The soft deadline for UBC Capstone proposals is Nov 1st. And the hard deadline is Nov 30th. Proposals sent in by Nov 1st will receive feedback (that will hopefully increase their chances of being selected).

Partners may choose to submit a capstone project(s) to the MDS Vancouver program (general data science) and/or the MDS Computational Linguistics program (language-related data science). If you’re unsure about which program to submit your project to, read more here.

Proposal forms can be found here:

Should I submit my proposal to MDS Vancouver or MDS Computational Linguistics?

The MDS Vancouver (MDS-V) program covers all aspects of data science, including topics of data wrangling, vizualisation, dashboards, statistics and machine learning, amongst others. You can read more about the program here and can see the capstone page on this website to learn more about the type of projects MDS-V addresses in capstone.

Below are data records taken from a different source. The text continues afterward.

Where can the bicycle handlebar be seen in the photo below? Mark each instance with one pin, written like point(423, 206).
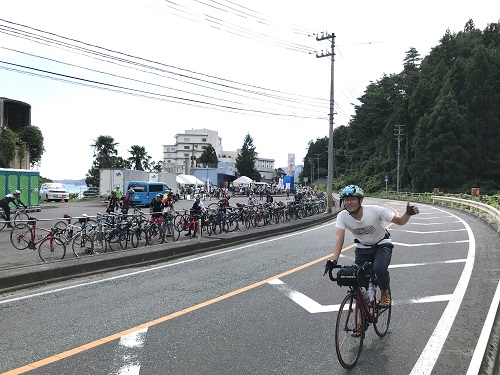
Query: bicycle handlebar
point(331, 265)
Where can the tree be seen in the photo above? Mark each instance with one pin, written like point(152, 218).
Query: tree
point(209, 156)
point(245, 161)
point(105, 156)
point(140, 159)
point(29, 139)
point(279, 173)
point(105, 151)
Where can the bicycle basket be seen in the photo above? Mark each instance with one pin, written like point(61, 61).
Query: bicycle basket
point(352, 276)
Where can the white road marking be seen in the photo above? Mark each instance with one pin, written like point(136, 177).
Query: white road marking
point(128, 353)
point(196, 259)
point(426, 244)
point(430, 354)
point(480, 350)
point(429, 232)
point(427, 264)
point(438, 298)
point(436, 223)
point(313, 307)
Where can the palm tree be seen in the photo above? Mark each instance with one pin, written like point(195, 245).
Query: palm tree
point(140, 158)
point(105, 151)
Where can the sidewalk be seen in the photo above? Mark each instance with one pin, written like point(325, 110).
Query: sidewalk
point(19, 269)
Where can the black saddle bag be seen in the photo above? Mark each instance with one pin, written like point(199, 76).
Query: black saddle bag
point(352, 276)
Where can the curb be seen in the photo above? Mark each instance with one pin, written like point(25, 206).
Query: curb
point(27, 276)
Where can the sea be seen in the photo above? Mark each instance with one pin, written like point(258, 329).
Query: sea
point(76, 189)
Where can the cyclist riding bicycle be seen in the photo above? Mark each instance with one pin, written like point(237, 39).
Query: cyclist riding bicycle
point(373, 243)
point(113, 203)
point(127, 201)
point(11, 198)
point(197, 211)
point(156, 207)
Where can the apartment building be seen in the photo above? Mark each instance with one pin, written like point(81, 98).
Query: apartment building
point(180, 158)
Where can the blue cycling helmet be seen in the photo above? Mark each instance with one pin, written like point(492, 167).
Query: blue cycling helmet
point(352, 190)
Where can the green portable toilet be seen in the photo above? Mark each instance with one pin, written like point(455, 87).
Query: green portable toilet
point(28, 182)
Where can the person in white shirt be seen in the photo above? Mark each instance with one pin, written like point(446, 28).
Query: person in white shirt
point(373, 243)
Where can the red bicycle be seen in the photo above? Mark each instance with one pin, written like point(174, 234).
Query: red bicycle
point(28, 235)
point(360, 308)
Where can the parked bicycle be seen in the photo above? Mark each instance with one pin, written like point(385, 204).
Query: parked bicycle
point(18, 217)
point(29, 235)
point(359, 308)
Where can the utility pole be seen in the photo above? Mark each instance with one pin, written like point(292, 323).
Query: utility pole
point(398, 133)
point(317, 157)
point(329, 187)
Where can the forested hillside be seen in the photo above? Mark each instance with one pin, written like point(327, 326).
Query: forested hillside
point(448, 104)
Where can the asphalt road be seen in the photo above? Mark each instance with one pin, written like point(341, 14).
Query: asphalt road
point(262, 308)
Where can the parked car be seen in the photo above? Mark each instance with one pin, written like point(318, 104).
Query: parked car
point(53, 191)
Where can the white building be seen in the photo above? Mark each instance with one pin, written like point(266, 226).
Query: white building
point(180, 158)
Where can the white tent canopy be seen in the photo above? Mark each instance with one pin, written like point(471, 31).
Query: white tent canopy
point(242, 180)
point(186, 179)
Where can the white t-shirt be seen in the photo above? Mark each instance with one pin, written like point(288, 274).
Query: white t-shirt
point(371, 228)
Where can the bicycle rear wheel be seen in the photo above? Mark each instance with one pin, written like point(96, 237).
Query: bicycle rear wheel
point(21, 218)
point(99, 243)
point(19, 236)
point(349, 332)
point(154, 235)
point(51, 249)
point(82, 244)
point(382, 316)
point(3, 221)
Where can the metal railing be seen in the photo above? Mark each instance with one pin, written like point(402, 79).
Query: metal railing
point(489, 213)
point(491, 358)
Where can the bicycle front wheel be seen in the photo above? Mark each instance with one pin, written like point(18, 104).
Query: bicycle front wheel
point(21, 218)
point(382, 317)
point(82, 244)
point(349, 332)
point(3, 221)
point(19, 237)
point(51, 249)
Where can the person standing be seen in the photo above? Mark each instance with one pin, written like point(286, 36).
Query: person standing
point(127, 201)
point(11, 198)
point(113, 203)
point(196, 212)
point(373, 242)
point(118, 192)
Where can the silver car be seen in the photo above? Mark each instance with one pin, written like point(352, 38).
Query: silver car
point(53, 191)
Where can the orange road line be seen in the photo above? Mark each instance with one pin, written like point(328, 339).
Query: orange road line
point(93, 344)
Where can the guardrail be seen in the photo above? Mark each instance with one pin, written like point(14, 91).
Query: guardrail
point(490, 363)
point(487, 212)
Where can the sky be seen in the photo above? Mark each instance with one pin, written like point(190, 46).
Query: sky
point(143, 71)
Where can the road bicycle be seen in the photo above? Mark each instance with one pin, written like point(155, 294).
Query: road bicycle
point(359, 308)
point(79, 234)
point(29, 235)
point(17, 217)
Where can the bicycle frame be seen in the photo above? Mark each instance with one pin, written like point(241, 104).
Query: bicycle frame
point(32, 241)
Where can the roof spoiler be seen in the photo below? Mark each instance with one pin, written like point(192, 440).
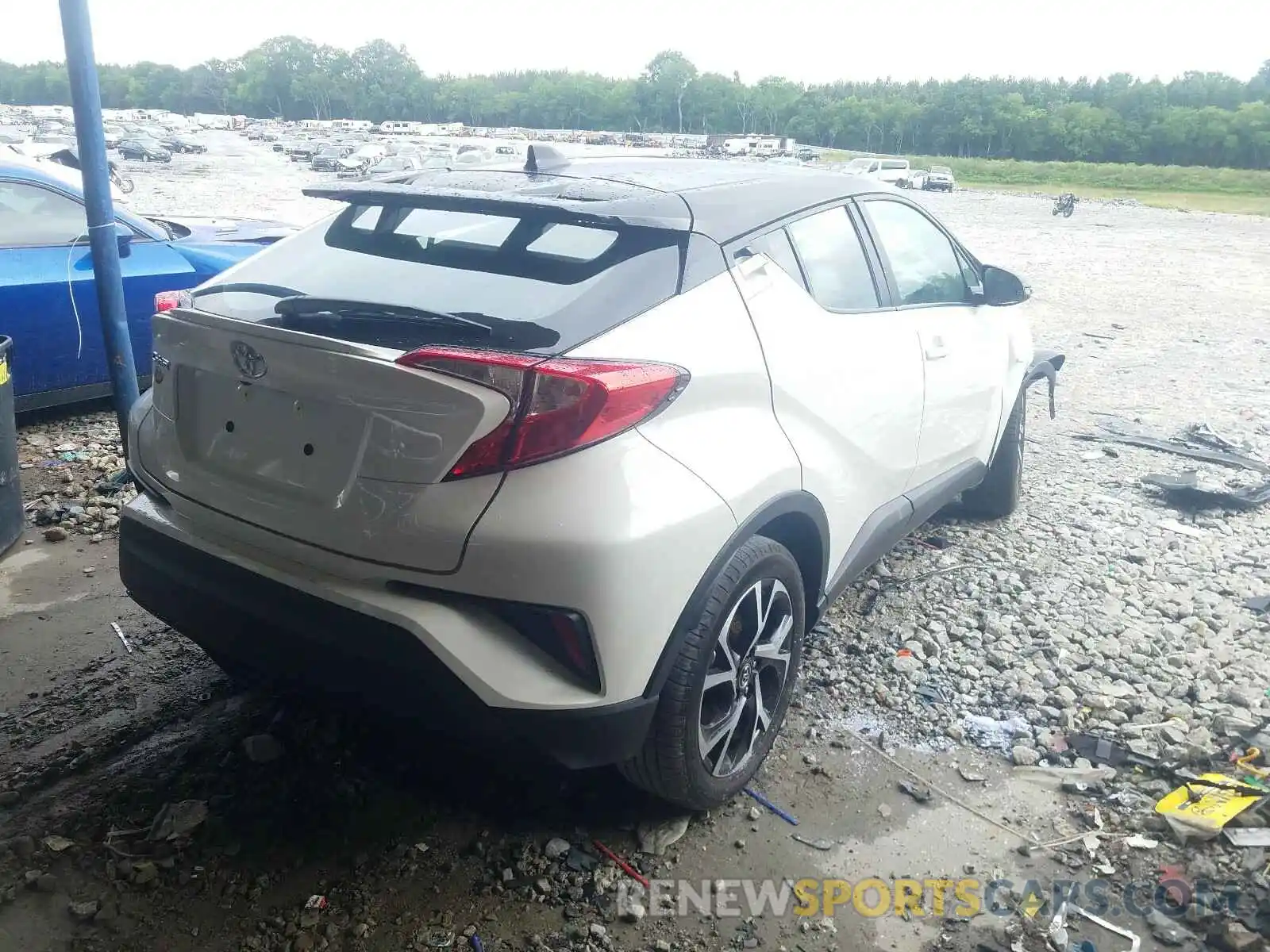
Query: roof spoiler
point(544, 158)
point(412, 194)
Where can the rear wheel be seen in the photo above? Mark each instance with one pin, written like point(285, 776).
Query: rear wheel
point(727, 695)
point(997, 497)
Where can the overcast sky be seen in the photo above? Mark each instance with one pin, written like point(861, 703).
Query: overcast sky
point(810, 41)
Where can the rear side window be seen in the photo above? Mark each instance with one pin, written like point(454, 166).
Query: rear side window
point(543, 285)
point(835, 260)
point(33, 216)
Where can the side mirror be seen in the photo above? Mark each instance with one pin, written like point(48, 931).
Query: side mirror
point(1003, 289)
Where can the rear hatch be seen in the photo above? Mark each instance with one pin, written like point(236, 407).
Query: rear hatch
point(279, 397)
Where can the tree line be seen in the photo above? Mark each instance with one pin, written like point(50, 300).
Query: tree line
point(1199, 118)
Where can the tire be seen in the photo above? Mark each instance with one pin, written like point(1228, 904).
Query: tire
point(997, 497)
point(672, 765)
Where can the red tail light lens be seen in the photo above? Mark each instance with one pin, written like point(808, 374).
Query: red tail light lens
point(167, 300)
point(558, 405)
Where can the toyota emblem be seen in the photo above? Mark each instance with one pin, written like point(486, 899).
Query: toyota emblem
point(248, 359)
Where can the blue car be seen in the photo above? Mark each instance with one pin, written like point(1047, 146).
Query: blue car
point(48, 296)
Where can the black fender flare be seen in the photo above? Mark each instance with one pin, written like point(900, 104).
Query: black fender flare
point(1045, 366)
point(798, 501)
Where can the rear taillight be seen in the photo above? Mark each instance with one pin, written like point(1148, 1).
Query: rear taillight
point(167, 300)
point(558, 405)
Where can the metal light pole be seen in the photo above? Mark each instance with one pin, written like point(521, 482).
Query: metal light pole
point(87, 103)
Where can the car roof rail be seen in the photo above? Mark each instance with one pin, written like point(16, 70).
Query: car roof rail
point(539, 158)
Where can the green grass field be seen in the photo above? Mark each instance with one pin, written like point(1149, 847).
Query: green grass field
point(1237, 190)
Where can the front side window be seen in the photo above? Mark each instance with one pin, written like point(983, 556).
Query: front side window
point(927, 270)
point(776, 245)
point(36, 216)
point(833, 260)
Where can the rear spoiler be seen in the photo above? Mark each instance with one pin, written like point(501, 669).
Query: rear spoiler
point(643, 209)
point(1045, 366)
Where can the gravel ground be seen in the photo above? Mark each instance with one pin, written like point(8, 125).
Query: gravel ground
point(972, 647)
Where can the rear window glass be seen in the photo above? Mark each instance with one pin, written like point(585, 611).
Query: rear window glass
point(539, 285)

The MDS Computational Linguistics (MDS-CL) program covers similar topics to MDS Vancouver but with a focus on analyzing language/text-related data and building models that can extract insights from this data. Particular areas of expertise include deep learning, sentiment analysis, and multi-lingual methods such as machine translation. You can read more about the program here and can see the MDS-CL capstone page to learn more about the type of projects MDS-CL addresses in capstone.

Instructions for filling out the capstone proposal form

Detailed instructions for filling out the capstone proposal form can be found below.

About your organization

Briefly introduce your organization

Brief description of the problem/question

Just a brief description of the problem. If you’d like, you can suggest data science approaches that the students can take to address the problem, but this is not necessary.

Available data

Describe the data that you will make available to the students:

  • How much data is there?
  • Do you have an existing data dictionary/data schema?
  • What type of features are available?
  • How clean is the data?
  • In what form will the data be available to the students?
  • Does your organization provide any computational resources (e.g., cloud computing, virtual machines) to handle large scale data analysis?

Data Product

What product(s) would you like to receive from our students, and what (in general) should it communicate or have the ability to do? Examples:

  • A dashboard, such as a Shiny or Dash app, to explore an aspect of your data
  • An R or Python package with documentation to simplify an analysis
  • A data pipeline that includes some data science model
  • A report outlining student findings

If your project requires confidentiality and IP assignment, please read our legal page on how we handle these before submitting your captstone proposal. During the proposal submission, we will ask you which types of agreements are necessary for working on the project. For non-UBC Capstone partners whose projects require confidentiality and IP assignment, we strongly recommend that partners show the UBC template documents to their legal counsel and get their agreement to use these documents before submitting the capstone proposal. We cannot sign alternate agreements, nor amend our agreements in any way.

We understand that you may require some restrictions to be put in place, but we also would like for our students to have some freedom to talk about the work they’ve done when applying for jobs. We want our students to know about these restrictions up-front so that they can make an informed decision about the project. In the proposal, please be as concrete as possible: do you anticipate students will be able to open-source the code they write? Publish a blog post about their work? Discuss it in a private job interview?

This section should also include any other requirements of students participating in the project, like background checks, etc.

Conflicts of interest

Declare any conflicts of interest. For example, if a current MDS student or family member is involved with your organization on a professional or personal level, this should be declared along with a short explanation. These situations are generally not problematic, but we prefer to disclose them to the students before they rank the projects.